Jake, on the other hand, fills the role of a "macho" man, which is supposed to highlight the irony that he really isn't any of that. He's sensitive and avoidant and wants to live up to his friends expectations but falls short all the time because he's also selfish and willfully ignorant; a trait which winds up ruining his relationship with Dirk, as they both press the wrong buttons.
Dirk won't *allow* him to be avoidant and Jake worries he'll never be as amazing as people expect, so he'd rather not try, than fail completely, ignoring that these are both effectively the same result. Jake also tends to get sexualized a lot, something which brings him his own discomfort, and is threatened with sexual assault (and later experiences it, but I don't really want to go into that. I don't think that plot point was done well). There's even a callback moment where, much like another Page earlier, he is lifted by a Serket and about to be kissed against his will.
All of that to say, Jake is rather prone to having people be creepy around him, and even though Dirk's convoluted plan to get them to kiss (orchestrated by HAL), is definitely CRAZY, there was never anything beyond that between them that screamed "creepy".
Until of course, the dystopian horror of Trickster Mode, where Jake, fueled by the JuJu, flaunts intense heterosexual desires in Dirk's face and flaunts the idea of them all having babies in some kind of big polyamorous quaouple. It's meant to be this viscerally creepy moment where Dirk is left as the last bastion of rationality, and even he gives in because he's depressed.
And that's where the comic leaves us for their interaction on screen. We get a minor "they might talk" after Dirk and Dave's discussion, where it seems clear Dirk wants to resolve things between them.
And then everything that happens to them and between them in the Epilogues happens, it's too much to list; but I do find it weird that not ONE M/M couple has any kids. Rose and Jade manage to have a secret child that is then ascribed to being Jade's attempt at having a child with Dave. John and Roxy have a child. Rose and Kanaya adopt a child and Jane forces a child with Jake.

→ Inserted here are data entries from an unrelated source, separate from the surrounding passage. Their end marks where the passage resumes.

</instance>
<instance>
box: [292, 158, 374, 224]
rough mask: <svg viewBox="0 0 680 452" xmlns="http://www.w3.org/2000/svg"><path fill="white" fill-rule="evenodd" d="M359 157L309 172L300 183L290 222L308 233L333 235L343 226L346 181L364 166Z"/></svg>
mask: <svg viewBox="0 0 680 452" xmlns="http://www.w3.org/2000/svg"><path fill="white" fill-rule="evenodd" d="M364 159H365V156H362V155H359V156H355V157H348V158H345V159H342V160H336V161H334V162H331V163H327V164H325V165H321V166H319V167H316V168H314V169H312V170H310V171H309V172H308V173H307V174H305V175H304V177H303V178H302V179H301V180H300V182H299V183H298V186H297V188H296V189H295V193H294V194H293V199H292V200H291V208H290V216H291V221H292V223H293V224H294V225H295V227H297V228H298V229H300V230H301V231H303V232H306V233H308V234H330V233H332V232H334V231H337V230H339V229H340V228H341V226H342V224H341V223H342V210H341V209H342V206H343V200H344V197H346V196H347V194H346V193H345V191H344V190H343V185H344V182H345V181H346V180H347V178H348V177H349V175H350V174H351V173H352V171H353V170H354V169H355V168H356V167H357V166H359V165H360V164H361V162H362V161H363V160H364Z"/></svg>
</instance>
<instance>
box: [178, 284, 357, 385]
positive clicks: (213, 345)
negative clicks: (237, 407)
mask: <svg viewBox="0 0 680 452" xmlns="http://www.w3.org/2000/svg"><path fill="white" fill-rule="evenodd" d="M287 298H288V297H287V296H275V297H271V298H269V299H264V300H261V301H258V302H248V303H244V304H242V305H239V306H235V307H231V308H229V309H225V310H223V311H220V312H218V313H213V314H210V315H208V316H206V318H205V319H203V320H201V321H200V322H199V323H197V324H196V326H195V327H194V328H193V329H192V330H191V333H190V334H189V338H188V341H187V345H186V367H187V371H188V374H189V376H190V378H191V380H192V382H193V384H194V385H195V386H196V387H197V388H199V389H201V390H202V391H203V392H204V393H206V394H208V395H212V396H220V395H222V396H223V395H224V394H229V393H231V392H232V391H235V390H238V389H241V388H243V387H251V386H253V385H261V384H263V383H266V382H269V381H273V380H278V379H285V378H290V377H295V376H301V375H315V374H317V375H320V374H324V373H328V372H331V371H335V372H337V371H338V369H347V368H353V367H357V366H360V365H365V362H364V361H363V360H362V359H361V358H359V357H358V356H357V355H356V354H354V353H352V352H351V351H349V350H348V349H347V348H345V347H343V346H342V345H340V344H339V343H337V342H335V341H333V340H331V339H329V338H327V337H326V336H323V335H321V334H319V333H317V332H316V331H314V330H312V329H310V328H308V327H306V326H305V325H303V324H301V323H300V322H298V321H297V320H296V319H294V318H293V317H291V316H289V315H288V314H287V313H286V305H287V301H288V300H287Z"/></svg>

This is where I'll segway in to discussing Rufioh and Horuss. The Dancestors were never all meant to be serious characters, and at the time of the story, they were parodies of random Archetypes, but the relationship between Rufioh and Horuss was meant to be a reflection of Jake and Dirk, with Damara acting as a version of Jane. A horse obsessed "creepy" guy who builds machines that is so overbearing he won't take the hint that the shy guy that EVERYONE has the hots for doesn't really want him anymore. I'm not entirely sure if Hussie was making that as an intentional commentary of their relationship or if it was supposed to be a parody of the way the fandom TALKED about their relationship.
Given that there's been endless shipping wars between JakeJane shippers and DirkJake shippers, as well as wars between DaveJade shippers and DaveKat shippers, it's not lost on me that it's easy romance drama to place the key women (namely Jane and Jade here) as the antagonist to these achillean romances, but it's kind of exhausting that it happens twice, even if in different ways.
I think I lost my train of thought here, but my final point is that there's not really any M/M romance in Homestuck now that don't involve some creepy element of coercion to them, which isn't exactly fun to read when gay men are treated as sexual predators IRL.
I just hope things can be different going forward, or things can be changed.